Two other thoughts. One is that I tend to think the philosophers get this whole question arse-backwards. So far as I can follow the debate, both Quineans and ‘Noneists’ consider the real world to be full of real things, and the inexistent world to be a kind of annex, or ratio-inferior, of that plenitude, for which little epicycle-like appendices to the larger theory of existent things are needful in order to make the whole consistent schema of nested Quinean spheres spin smoothly.

I honestly doubt if this is the state of affairs, at least where living-breathing humans are concerned. Reality is what it is, no question; but Fantasy is unconstrained by what-it-isness and expands in myriad more startling and satisfying and alarming directions.
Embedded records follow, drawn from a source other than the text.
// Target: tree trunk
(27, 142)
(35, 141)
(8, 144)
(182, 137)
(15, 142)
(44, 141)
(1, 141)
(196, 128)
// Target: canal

The point is: people care more, and quite a lot of people care very much more, about Fantasy than Reality. I don't mean in the schizophrenic sense of losing touch with reality. Almost everybody is adept at not doing that. But I do insist upon the point nonetheless. People care more about the fictional (inexistent) neighbours they watch on Eastenders and Coronation Street than they do about their actual neighbours, who actually live next door to them. People care more about Hogwarts than real schools. People care more about Wakanda than actual African nations. More tourists will discover a desire to visit New-Zealand-as-Middle-Earth than will want to go merely to New Zealand.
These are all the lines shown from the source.